The study successfully introduces and validates props as a powerful new technique for fluorescence microscopy. The ability to select specific sub-volumes, reject background fluorescence, and rapidly switch between different regions opens up numerous applications. The high imaging speed, reduced data size, and compatibility with existing light-sheet microscopes make props a significant advancement. The demonstration of its use across different organisms and for various biological processes showcases its versatility. The capacity for super-resolution imaging and fast functional imaging expands its potential applications even further. The ability to optically unwrap curved surfaces offers a unique advantage for imaging complex geometries.

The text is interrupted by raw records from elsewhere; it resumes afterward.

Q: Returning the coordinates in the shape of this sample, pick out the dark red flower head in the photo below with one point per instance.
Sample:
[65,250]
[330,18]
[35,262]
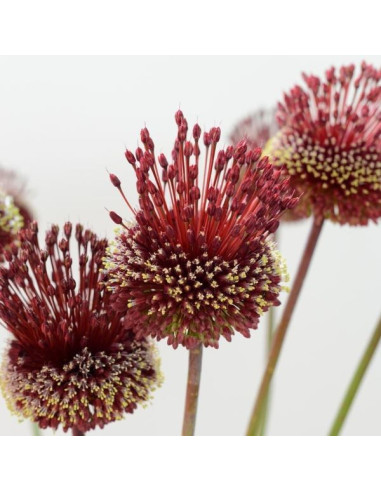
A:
[329,143]
[196,264]
[71,361]
[257,129]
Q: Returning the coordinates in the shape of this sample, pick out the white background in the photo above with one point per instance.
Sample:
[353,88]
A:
[64,120]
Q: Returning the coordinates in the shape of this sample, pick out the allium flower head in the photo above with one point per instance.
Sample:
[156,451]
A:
[11,220]
[71,361]
[330,144]
[196,265]
[257,129]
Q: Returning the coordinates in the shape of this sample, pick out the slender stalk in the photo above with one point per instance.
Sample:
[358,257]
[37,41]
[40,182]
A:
[77,432]
[280,333]
[266,402]
[269,339]
[35,430]
[356,381]
[193,385]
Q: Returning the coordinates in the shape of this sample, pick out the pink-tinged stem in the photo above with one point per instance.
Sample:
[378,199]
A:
[254,424]
[193,386]
[77,432]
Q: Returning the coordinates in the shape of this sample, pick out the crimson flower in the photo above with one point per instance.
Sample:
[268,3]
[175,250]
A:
[197,264]
[72,361]
[329,143]
[257,129]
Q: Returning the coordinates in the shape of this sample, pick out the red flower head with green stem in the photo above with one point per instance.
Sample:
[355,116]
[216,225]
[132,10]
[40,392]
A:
[197,263]
[329,143]
[72,361]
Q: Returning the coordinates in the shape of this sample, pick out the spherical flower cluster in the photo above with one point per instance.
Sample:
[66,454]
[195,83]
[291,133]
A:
[72,361]
[329,143]
[197,264]
[257,129]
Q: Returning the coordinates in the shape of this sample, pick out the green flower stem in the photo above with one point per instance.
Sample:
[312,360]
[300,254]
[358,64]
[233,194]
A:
[253,428]
[269,339]
[356,381]
[193,386]
[266,402]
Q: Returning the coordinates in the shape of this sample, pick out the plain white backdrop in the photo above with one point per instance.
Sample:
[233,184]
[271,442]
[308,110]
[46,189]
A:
[65,120]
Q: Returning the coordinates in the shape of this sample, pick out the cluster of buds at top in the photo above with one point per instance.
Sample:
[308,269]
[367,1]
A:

The paper concludes that the introduction of projection imaging with parameter selection (props) significantly advances light-sheet microscopy. Props enables rapid volumetric imaging with adjustable depth and axial position, allowing selective imaging of sub-volumes, background fluorescence rejection, and rapid switching between regions. The method's speed, data size reduction, and versatility, demonstrated through various biological examples, establish props as a promising technique for diverse applications in biological imaging. Future research could explore the integration of props with additional microscopy techniques and further optimization for specific applications.

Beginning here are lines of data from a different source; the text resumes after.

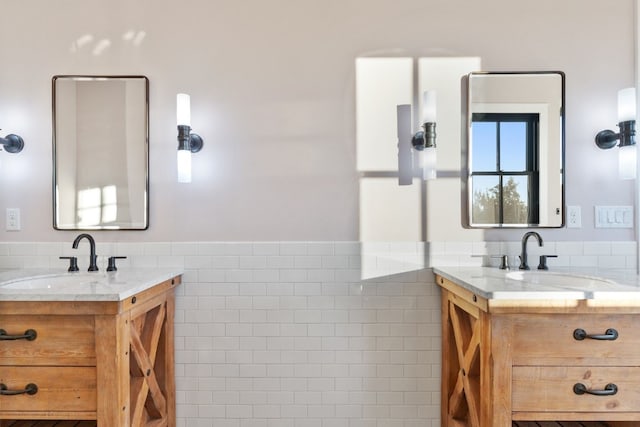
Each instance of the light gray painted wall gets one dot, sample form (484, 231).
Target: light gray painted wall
(272, 89)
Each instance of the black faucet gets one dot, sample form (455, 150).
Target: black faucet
(523, 254)
(92, 248)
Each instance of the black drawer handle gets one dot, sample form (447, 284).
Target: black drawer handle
(609, 335)
(29, 389)
(609, 390)
(29, 335)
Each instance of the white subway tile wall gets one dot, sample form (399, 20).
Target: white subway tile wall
(310, 334)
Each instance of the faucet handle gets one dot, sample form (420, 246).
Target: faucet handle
(543, 261)
(73, 263)
(112, 262)
(504, 261)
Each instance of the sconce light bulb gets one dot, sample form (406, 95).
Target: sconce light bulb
(183, 109)
(428, 106)
(184, 166)
(626, 104)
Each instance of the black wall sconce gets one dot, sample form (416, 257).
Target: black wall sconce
(424, 141)
(188, 142)
(12, 143)
(627, 123)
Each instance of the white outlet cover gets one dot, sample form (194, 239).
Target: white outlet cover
(574, 217)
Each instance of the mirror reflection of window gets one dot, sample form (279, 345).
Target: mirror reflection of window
(504, 168)
(97, 206)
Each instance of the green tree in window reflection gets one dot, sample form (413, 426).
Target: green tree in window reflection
(486, 205)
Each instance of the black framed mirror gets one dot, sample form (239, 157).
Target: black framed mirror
(515, 149)
(100, 152)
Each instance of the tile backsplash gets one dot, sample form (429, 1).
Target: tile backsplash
(319, 334)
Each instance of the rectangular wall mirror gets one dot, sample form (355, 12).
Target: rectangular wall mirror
(100, 152)
(515, 149)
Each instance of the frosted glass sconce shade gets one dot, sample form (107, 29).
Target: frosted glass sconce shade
(424, 141)
(188, 142)
(606, 139)
(12, 143)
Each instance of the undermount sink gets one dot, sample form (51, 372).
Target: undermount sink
(51, 281)
(565, 280)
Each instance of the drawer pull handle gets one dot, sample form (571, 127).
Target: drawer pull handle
(29, 389)
(29, 335)
(609, 390)
(609, 335)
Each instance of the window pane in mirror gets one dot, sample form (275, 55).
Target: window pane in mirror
(484, 146)
(513, 146)
(515, 190)
(486, 203)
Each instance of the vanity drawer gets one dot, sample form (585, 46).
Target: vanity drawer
(60, 340)
(551, 389)
(59, 389)
(542, 339)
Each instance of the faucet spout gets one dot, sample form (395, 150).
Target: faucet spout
(93, 266)
(523, 254)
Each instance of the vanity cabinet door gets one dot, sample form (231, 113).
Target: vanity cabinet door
(59, 341)
(60, 389)
(545, 339)
(551, 389)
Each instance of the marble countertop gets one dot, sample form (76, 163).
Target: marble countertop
(57, 285)
(559, 284)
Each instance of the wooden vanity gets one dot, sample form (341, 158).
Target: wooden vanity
(105, 363)
(512, 362)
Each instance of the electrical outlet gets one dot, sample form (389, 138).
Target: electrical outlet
(13, 219)
(574, 217)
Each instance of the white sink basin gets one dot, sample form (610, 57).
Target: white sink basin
(565, 280)
(54, 281)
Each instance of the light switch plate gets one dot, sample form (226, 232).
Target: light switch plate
(614, 216)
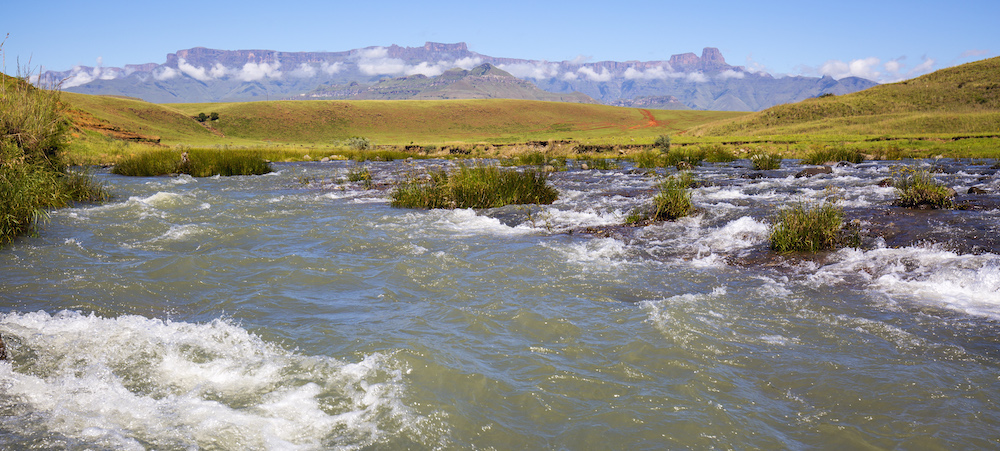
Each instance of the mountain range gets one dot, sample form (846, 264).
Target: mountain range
(436, 70)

While props offers numerous advantages, the authors acknowledge that the maximum projection depth is limited by the light-sheet characteristics and sample transparency. Acquiring 3D stacks using sequential, narrow rolling shutter acquisitions trades off the parallelized nature of light-sheet microscopy. The study primarily focuses on specific model organisms and applications. Further investigation is needed to assess its effectiveness across a broader range of biological systems and imaging challenges. The method relies on the rolling shutter functionality of scientific CMOS cameras, which may not be universally available.